What is it like to move in Wave Race 64? In the game, you race three laps against three computers through red and yellow buoys that signal directions. A red buoy is for right and a yellow buoy is for left, and you must go right or left of the matching buoy, or you lose all your speedpower. Every buoy you go through correctly gives you one speedpower point out of five. So Wave Race imposes what Matsunaga notes as "norms." The Buoy imposes ways of moving that our "permissable," with consequences for going beyond those norms. The challenge of Wave Race, then, arises from easy but pointed turns coupled with the impulse to go through the right buoys. 

Wave Race 64 uses the buoys, a soft restriction, to create a sense of rhythym to its movement, in areas that would normally be straight lines. There's a rhythym to the cycle of swerving between buoys, catching strings of waves, and racing on flat water to the lap. The waves themselves are also very rhythmic, more traditionally so as they come in patterns and jump us into the air for consistent lengths. But there's also a gradualism similar to how I described the camera pan. When we're launched into the air, we slow down as we reach our height, at which point we feel suspended for a fraction of a second. It's hard to explain, it's as if you're on the top of a rollercoaster about to go down. And somewhat like a rollercoaster, there's an incredible sense of weight that pushes on us, albeit one that's more subtle. 

With that, I think it's worth talking some of Wave Race's little qualities. I love the click that pervades the game's interface, and the soothing tune of its options menu. I also like the background cutscene of its main menu, and the announcer voice, who approaches players with a striking gentleness, and with an encouraging diction:

"Sorry, you didn't get enough points to move on to the next round."

"Aww, nice try!"

"Come back! Try again!"

Every part of Wave Race 64 is stylized into a romantic framing. It's what I think makes the game so appealing to look at and listen to. For a 18-year old low-polygon title filled with 2D textures and low anti-aliasing, Wave Race 64 is still a game I can confidently say is beautiful. Watching the sun set while you make a sharp turn in restless waters, or seeing a seagull flush past you as you race through dense fog are moments that are still striking and awe-inducing. Perhaps its style and form create something that surpasses age.

Wave Race 64 was also one of the first games I ever played as a kid. You have the option to name the racers and back when I owned an N64 (my first console), I named one after myself and another after my older brother, Edmund. In all my copies of the game, my Wii VC version and my PC version, the names are still there. 

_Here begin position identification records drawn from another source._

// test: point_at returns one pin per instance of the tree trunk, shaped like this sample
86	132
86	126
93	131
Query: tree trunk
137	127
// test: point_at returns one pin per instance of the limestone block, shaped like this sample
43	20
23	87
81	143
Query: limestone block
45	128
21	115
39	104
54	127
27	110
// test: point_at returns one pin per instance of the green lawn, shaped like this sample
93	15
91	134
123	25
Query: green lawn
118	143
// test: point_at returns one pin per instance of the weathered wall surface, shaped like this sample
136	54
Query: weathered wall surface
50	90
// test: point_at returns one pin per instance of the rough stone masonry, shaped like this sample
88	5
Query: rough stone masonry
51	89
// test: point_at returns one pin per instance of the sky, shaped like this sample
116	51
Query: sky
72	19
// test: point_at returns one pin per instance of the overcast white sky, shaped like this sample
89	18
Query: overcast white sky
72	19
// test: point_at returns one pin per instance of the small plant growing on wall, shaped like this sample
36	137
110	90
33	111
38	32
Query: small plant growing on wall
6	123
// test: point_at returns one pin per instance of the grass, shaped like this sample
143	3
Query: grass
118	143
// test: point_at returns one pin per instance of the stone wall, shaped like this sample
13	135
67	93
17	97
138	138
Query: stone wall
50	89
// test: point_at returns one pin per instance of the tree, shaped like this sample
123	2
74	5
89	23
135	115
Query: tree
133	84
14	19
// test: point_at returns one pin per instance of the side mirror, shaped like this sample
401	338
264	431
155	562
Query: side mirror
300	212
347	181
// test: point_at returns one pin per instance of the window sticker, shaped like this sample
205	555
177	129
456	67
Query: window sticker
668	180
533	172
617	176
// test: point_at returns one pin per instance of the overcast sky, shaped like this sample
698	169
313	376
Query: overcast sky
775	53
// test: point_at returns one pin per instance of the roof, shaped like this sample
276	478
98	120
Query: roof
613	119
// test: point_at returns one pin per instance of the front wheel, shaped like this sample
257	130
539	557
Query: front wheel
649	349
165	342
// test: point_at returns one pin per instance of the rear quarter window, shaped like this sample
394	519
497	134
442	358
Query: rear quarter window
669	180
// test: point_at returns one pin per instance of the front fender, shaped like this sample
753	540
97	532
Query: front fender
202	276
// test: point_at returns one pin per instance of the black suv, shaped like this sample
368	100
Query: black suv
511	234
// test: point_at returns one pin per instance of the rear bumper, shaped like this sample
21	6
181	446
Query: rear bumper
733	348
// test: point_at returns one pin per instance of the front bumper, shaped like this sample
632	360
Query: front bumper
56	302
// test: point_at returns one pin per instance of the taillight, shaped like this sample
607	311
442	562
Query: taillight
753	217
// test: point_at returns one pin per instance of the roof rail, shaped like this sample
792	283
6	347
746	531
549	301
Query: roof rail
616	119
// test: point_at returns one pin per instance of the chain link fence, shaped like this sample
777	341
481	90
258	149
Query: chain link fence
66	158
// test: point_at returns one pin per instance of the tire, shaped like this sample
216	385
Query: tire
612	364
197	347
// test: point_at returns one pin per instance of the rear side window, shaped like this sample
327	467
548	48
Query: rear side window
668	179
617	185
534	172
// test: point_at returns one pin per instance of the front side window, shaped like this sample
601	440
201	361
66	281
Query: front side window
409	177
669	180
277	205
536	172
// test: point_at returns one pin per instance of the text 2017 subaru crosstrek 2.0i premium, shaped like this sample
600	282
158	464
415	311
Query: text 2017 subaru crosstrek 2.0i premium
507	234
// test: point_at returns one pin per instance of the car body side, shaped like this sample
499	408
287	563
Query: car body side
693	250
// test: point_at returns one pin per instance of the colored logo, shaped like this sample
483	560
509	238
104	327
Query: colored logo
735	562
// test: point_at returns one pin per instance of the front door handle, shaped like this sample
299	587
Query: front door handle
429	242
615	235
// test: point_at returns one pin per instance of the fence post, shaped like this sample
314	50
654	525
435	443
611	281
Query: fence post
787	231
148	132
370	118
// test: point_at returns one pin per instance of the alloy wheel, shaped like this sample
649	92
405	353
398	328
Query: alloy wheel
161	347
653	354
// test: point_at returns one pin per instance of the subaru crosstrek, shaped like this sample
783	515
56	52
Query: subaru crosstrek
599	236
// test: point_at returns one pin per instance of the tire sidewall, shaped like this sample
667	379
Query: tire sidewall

In conclusion, Wave Race 64 is a good game! I highly recommend it. It's also game I have a long emotional history with. And it's a game that I think, along with Sega's Hang-On, powerfully encapsulates what lies at the heart of racing and moving.

1 comment:

  1. This is a lot to munch on! A lot of the ideas here feel right, especially regarding your discussion of OutRun. I'm going to have to let some things digest.

    However, your citations of fleeting beauty in Wave Race 64 contradict a competitive player's desires. When you make a turn, the camera lags--this might be satisfying to watch, but when I want to make good time, I want the camera dead-on so that I can spot the next buoy. When you leap off of a wave, you slow in mid-air--this also has a sense of majesty to it, but I don't want to go slow, I want to make good time. So, I hold the B button to hit the water faster. I want my jumps to be as short as possible or avoid them altogether if I can.

    On the other hand, a competitive OutRun player will still have plenty of room to enjoy its beautiful scenery and chill music.